TR: My location doesn’t seem to have a major effect on my creative juices. It’s still the same culture that gives me most of my ideas. The isolation does make it a bit more difficult to collaborate, but I travel enough to make up for that.
TA: What are you doing to take such good care of your voice? While some guys your age (and younger for that matter) are really struggling to belt it out, you’re singing better and stronger than ever.
TR: In some ways, I’m not taking care of it. It’s just a set of muscles, and like body building, you sometimes have to abuse them to make them stronger. The tour in Japan last spring was pretty abusive, with ten shows over six nights. As long as I don’t try to fix my voice artificially, by using drugs to get through a show, a little rest is usually all I need.
TA:Do you still stay in touch with Willie Wilcox and Roger Powell? Is there any chance of one last round of Utopia shows with the original lineup?

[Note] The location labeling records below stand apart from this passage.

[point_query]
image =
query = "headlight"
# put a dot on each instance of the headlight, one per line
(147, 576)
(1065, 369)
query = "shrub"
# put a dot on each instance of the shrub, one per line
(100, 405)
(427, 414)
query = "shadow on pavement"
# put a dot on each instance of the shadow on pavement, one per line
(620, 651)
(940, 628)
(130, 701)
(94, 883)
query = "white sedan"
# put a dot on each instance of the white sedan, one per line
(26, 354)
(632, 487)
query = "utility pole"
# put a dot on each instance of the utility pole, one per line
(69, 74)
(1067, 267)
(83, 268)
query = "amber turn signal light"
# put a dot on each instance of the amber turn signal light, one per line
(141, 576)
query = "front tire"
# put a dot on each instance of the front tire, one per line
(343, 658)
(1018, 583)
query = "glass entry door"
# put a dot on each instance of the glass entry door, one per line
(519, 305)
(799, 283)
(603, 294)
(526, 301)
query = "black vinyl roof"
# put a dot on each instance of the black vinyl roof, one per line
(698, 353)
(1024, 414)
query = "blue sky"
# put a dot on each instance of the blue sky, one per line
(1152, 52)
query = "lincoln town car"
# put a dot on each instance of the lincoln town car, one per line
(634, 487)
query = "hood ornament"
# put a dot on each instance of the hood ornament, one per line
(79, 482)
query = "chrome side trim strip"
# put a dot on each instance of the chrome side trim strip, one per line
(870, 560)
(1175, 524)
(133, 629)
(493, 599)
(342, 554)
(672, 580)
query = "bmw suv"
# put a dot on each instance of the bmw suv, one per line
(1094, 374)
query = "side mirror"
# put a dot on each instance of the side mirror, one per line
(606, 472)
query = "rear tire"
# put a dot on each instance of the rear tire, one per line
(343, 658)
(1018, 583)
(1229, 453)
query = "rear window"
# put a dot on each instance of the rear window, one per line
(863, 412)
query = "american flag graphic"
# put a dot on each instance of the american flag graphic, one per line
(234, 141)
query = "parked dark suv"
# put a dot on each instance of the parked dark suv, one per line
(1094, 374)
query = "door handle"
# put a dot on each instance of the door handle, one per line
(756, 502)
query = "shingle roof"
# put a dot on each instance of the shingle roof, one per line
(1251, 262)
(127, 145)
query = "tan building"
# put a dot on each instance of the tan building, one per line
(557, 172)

TR: That is the 64 million dollar question. Every couple years we discuss the possibility, and something usually happens to end that discussion. For my foreseeable future I’m playing with the Arena lineup.
TA: Have you been producing anyone lately, or is that period of your life over? You did a lot of great records over the years.
TR: We still have discussions with potential production partners. Scheduling is always a problem, especially with my current touring itinerary. There are some possibilities after this year.
TA: Though you are known best for being up front and center with a guitar, what’s your favorite instrument to play after all these years? Is there anything you hate to play?
TR: I’ve learned not to play the piano live any more. I’ve never been able to develop that Billy Joel/Elton John comfort level. I put too much focus on the singing and any instrument I’m playing is going to suffer. With only six strings, the guitar has fewer mistakes available to make.
TA: Is there anyone that you are listening to these days that you really enjoy?
TR: I’m just trying to get some listening time in, period.